问题
I have a data frame called dogs
that looks like this:
url
https://en.wikipedia.org/wiki/Dog
https://en.wikipedia.org/wiki/Dingo
https://en.wikipedia.org/wiki/Canis_lupus_dingo
I would like to submit all the urls to rvest but I am not sure how to
I tried this
dogstext <-html(dogs$url) %>%
html_nodes("p:nth-child(4)") %>%
html_text()
but i got this error
Error in UseMethod("parse") :
no applicable method for 'parse' applied to an object of class "factor"
回答1:
As the error says, you need to convert factor column into character before parsing:
dogs$url<-as.character(dogs$url)
and then your code follows after this.
Update:
dog<-data.frame(url=c("https://en.wikipedia.org/wiki/Dog","https://en.wikipedia.org/wiki/Dingo","https://en.wikipedia.org/wiki/Canis_lupus_dingo"))
> str(dog)
'data.frame': 3 obs. of 1 variable:
$ url: Factor w/ 3 levels "https://en.wikipedia.org/wiki/Canis_lupus_dingo",..: 3 2 1
> lapply(as.character(dog$url),function(i)dogstext <-html(i) %>%
html_nodes("p:nth-child(4)") %>%
html_text() )
[[1]]
[1] "The domestic dog (Canis lupus familiaris or Canis familiaris) is a domesticated canid which has been selectively bred for millennia for various behaviors, sensory capabilities, and physical attributes.[2] The global dog population is estimated to between 700 million[3] to over one billion, thus making the dog the most abundant member of order Carnivora.[4]"
[[2]]
[1] "The dingo's habitat ranges from deserts to grasslands and the edges of forests.
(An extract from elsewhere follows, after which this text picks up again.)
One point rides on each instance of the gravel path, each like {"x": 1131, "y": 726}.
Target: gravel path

Dingoes will normally make their dens in deserted rabbit holes and hollow logs close to an essential supply of water."
[[3]]
character(0)
回答2:
You can also keep with the piping (%>%
) idiom all the way through and (if needed) append a column with the extracted text back to the original data frame or keep it as a vector. The method below also make the code a bit more readable.
library(rvest)
library(dplyr)
dog <- data.frame(url=c("https://en.wikipedia.org/wiki/Dog",
"https://en.wikipedia.org/wiki/Dingo",
"https://en.wikipedia.org/wiki/Canis_lupus_dingo"))
# this keeps the code clean and readable and testable
extract <- function(x, css) {
# this catches retrieval errors
pg <- try(html(x), silent=TRUE)
# if any retrieval error, return NA
if (inherits(pg, "try-error")) { return(NA) }
pg %>%
html_nodes(css) %>%
html_text -> element
# if there is no matching element the resule will be a 0 length list
# which will prevent sapply from simplifying it, so test for that here
element <- ifelse(length(element) == 0, NA, element)
element
}
# add as a column to the original data frame
dog %>% mutate(text=sapply(as.character(url), extract, "p:nth-child(4)")) -> dog
glimpse(dog)
## Observations: 3
## Variables:
## $ url (fctr) https://en.wikipedia.org/wiki/Dog, https://en.wikipedia....
## $ text (chr) "The domestic dog (Canis lupus familiaris or Canis famili...
# or just get it out as a separate vector
dog$url %>%
as.character %>%
sapply(extract, "p:nth-child(4)")
## https://en.wikipedia.org/wiki/Dog
## "The domestic dog (Canis lupus familiaris or Canis familiaris) is a domesticated canid which has been selectively bred for millennia for various behaviors, sensory capabilities, and physical attributes.[2] The global dog population is estimated to between 700 million[3] to over one billion, thus making the dog the most abundant member of order Carnivora.[4]"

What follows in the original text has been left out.